Friday, March 13, 2009

Doidge (Neuroplasticity) review - part 3 (Schwartz)

Doidge devotes a chapter to discussing obsessive-compulsive disorder. He claims that a treatment developed by Jeffrey M. Schwartz is "plasticity-based". The implication is that other psychological treatments for OCD are NOT "plasticity-based."

Schwartz has published articles in the literature going back into the 1980's looking at OCD patients using PET imaging.

I do not find any good study in the literature about Schwartz's particular technique, as published in his book, in particular no study comparing his technique with CBT.
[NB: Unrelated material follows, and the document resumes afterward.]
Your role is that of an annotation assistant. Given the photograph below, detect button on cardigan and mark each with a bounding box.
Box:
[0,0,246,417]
Also the theory is presented that OCD is caused by a failure for the caudate nucleus in the brain to "shift gears automatically", and that the therapy described is a means of "shifting gears manually." While there are a variety of brain metabolism changes in OCD, I think it is an overly strong statement to believe that this is literally true. One could use the idea of the "caudate gear box" as a metaphor, but it may be quite inaccurate, or at least poorly supported by clear evidence, to be taken literally.
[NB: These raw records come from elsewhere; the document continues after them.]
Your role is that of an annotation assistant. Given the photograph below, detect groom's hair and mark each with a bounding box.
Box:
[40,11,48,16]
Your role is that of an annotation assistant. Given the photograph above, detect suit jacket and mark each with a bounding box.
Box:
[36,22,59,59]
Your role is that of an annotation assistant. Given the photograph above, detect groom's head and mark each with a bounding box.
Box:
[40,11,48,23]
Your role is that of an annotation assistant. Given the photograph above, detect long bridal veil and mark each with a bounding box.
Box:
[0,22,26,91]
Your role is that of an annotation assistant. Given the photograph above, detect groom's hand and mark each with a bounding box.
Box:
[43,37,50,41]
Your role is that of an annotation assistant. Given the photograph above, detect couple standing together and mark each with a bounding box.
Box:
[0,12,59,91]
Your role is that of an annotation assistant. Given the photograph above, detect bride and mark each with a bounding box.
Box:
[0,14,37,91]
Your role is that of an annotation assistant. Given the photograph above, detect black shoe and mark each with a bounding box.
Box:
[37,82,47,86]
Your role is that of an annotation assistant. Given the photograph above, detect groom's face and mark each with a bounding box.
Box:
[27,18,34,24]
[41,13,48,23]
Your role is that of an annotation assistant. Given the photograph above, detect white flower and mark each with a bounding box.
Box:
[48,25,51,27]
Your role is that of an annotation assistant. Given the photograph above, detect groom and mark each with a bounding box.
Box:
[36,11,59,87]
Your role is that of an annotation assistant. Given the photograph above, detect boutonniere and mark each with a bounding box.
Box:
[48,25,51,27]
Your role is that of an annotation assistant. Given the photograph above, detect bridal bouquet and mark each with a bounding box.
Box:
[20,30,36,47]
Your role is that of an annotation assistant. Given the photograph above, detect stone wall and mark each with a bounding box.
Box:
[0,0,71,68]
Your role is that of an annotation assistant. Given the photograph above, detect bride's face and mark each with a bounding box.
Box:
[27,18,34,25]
So it concerns me that the chapter in Doidge's book about the "brain lock" approach is more of a book plug than something founded on solid evidence. Doidge could well have made the case that CBT is a type of "neuroplasticity-based treatment". In fact, there is good data to support such a case--including numerous imaging studies--and including a recent paper which Schwartz himself co-authored, which shows various regional changes in brain metabolism associated with improvement in OCD symptoms from intensive CBT:

Yet, I think it is important to be open about any new therapeutic idea--it may be that the "brain lock" therapy for OCD could be helpful to many people. It's just that Schwartz's book has been given an endorsement by Doidge without a convincing amount of good evidence, while minimizing the robust evidence favouring CBT.


Martin Walker said...

Thanks Garth.

I had problems with this section for other reasons, and didn't pick up on your point, which is a good one.
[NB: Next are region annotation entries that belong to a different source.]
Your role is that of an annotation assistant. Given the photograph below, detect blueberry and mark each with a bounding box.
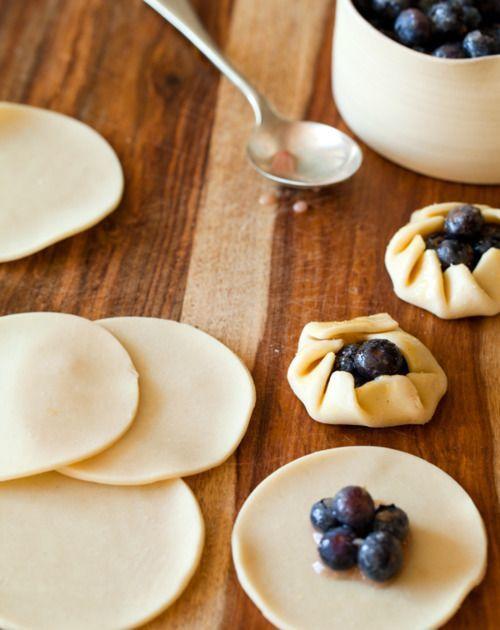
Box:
[432,44,467,59]
[372,0,411,21]
[463,31,497,57]
[416,0,436,13]
[462,6,482,31]
[485,24,500,53]
[318,527,358,571]
[425,232,446,249]
[373,505,410,541]
[354,339,408,380]
[333,343,359,373]
[358,532,403,582]
[479,223,500,248]
[444,204,484,239]
[436,238,474,269]
[428,2,465,37]
[310,497,338,532]
[476,0,500,22]
[333,486,375,534]
[333,343,366,387]
[394,9,432,46]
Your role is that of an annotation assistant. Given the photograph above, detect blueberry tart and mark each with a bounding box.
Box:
[385,203,500,319]
[232,446,487,630]
[288,313,447,427]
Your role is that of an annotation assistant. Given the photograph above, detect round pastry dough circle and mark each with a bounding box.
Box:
[0,473,204,630]
[0,103,123,262]
[232,446,487,630]
[0,313,139,481]
[62,317,255,485]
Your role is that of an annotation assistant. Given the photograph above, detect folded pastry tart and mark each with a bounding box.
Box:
[385,203,500,319]
[288,313,447,427]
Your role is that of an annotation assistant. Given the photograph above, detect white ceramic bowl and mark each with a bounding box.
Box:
[333,0,500,184]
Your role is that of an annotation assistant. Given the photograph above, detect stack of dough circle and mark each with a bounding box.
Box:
[385,203,500,319]
[0,313,255,630]
[232,446,487,630]
[0,313,138,481]
[288,313,447,427]
[0,473,204,630]
[0,103,123,262]
[62,317,255,485]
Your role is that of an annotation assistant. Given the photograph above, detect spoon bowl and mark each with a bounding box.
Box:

Overall, I'd say Doidge is taking a fairly narrow look at particular characters in the neuroscience field, rather than a broad sweep of the research. There's nothing inherently wrong with that approach as long as people are aware that there may be omissions.

Martin Walker
PS. My own take: The Brain That Changes Itself - Compulsion, Learning & Unlearning

Blogger with Ocd said...

Very interesting. I prefer ERP myself!